これこそ即ち、差別化へのスタートですよね。
(もちろん商品が本当にいいものでなくてはなりませんが)
でも、そのマークは消費者から見た時に「かっこいいと思われるマーク」でなくてはいけません。
さてここでまた新たな疑問が浮かんできます。
「かっこいい」って、誰が決めるものなの?という問題です。
実はこの問題はとってもやっかいです。
人気ブランドのプロダクト、マーク、CM、ポスター、その他諸々。
本当にそれらはデザイン的に見て優れたものなのでしょうか?
これらを仮に「外面指数」と呼ぶことにします。
この指数が高ければいいデザイン、つまり「かっこいい」ということになる、とします。
いや、まだ肝心なことが曖昧なままになっています。
誰が「かっこいい」を判断するのか?「外面指数」が高い、と決めるのか?
こんな話はしょっちゅうありますよね。
みんなはいいデザインだと言うけれど、自分はそう思わない。
さあ、世界中の誰が見ても、全ての人がが「かっこいい」と思うものはあるのでしょうか?
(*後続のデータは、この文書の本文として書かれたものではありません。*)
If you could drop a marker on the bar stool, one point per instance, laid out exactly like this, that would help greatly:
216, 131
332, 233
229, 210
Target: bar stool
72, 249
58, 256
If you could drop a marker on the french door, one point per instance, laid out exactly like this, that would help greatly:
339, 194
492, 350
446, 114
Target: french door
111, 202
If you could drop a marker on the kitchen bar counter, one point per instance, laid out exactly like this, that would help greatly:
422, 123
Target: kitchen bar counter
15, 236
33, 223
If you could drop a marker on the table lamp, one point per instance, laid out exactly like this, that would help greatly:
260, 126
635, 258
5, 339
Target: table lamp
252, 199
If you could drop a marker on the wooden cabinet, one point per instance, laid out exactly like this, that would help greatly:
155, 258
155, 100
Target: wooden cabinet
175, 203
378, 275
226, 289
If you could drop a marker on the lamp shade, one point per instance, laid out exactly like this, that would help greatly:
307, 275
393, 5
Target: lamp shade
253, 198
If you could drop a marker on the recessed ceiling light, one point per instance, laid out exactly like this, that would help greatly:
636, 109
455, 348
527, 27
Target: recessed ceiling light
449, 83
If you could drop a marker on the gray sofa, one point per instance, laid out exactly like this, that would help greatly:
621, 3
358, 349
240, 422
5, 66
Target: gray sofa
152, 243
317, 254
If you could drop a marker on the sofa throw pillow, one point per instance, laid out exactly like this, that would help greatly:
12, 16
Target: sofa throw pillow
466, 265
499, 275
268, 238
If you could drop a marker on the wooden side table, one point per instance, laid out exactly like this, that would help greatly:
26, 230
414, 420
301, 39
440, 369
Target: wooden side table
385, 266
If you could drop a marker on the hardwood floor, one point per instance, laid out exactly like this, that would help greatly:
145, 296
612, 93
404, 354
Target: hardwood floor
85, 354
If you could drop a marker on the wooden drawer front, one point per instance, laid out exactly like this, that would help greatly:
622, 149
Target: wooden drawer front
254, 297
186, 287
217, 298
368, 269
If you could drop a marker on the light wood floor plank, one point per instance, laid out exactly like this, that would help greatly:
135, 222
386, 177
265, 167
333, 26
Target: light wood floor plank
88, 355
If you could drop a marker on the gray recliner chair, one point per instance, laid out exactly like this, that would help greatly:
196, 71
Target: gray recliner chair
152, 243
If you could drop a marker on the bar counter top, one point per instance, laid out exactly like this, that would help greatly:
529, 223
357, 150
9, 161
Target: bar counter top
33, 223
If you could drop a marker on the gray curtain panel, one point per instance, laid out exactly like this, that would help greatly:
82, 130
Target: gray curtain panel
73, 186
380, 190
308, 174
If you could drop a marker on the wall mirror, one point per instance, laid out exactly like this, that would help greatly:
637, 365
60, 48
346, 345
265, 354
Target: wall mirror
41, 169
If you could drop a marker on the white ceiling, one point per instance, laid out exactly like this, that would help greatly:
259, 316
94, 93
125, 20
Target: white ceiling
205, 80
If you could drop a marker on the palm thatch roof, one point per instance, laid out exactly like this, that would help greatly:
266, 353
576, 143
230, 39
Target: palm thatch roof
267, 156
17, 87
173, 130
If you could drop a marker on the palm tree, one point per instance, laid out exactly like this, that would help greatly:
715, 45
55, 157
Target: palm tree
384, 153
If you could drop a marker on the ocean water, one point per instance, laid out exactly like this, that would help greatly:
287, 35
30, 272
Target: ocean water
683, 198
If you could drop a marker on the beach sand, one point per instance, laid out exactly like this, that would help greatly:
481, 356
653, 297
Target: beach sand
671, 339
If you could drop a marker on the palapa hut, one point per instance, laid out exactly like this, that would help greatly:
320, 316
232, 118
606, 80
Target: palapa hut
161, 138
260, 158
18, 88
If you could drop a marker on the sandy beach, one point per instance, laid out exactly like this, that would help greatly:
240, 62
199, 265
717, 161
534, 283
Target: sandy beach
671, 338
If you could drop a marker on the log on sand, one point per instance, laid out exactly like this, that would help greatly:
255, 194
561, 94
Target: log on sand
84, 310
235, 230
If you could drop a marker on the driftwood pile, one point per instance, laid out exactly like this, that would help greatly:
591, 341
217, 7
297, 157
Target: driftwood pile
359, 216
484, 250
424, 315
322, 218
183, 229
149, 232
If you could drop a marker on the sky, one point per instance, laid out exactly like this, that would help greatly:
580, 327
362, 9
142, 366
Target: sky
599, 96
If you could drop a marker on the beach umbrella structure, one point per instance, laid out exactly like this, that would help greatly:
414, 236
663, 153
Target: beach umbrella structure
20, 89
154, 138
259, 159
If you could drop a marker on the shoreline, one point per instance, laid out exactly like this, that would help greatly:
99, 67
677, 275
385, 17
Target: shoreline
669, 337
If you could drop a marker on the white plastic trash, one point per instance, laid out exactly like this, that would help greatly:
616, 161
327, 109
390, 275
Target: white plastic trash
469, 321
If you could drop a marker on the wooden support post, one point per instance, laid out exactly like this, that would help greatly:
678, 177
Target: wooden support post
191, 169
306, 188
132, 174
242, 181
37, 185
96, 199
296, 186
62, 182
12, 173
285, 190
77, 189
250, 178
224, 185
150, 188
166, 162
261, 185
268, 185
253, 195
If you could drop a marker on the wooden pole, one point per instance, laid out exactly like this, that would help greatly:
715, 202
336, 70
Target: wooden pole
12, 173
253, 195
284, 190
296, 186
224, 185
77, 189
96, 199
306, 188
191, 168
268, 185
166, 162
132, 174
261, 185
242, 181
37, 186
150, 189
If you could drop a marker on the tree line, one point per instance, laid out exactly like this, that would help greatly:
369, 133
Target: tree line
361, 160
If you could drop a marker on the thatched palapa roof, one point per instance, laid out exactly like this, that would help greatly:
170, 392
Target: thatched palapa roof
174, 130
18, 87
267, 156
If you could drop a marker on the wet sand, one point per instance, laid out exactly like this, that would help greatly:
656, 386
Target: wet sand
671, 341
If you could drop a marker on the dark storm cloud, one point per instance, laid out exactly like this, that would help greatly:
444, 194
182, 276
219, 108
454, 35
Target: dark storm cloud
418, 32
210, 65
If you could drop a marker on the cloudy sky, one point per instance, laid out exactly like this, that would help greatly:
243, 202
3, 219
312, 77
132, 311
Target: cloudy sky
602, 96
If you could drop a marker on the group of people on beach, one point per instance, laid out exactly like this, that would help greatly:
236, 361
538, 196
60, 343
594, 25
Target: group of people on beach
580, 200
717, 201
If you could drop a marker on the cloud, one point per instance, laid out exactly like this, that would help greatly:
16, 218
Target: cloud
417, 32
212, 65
きっぱりと言いますが、そんなものあるわけがない、ですよね。
人には趣味嗜好がありますから、誰も彼も全員が「素晴らしい」「きれい」「かわいい」「面白い」
「おいしい」…なんていうものはこの世には存在しません。
こころの中で感じたことと、違うことを言う人だっています。
へそ曲がり、なんて言われる人はその典型です。
だって、みんながみんな同じような意見だなんて面白くない!と考える人もけっこういます。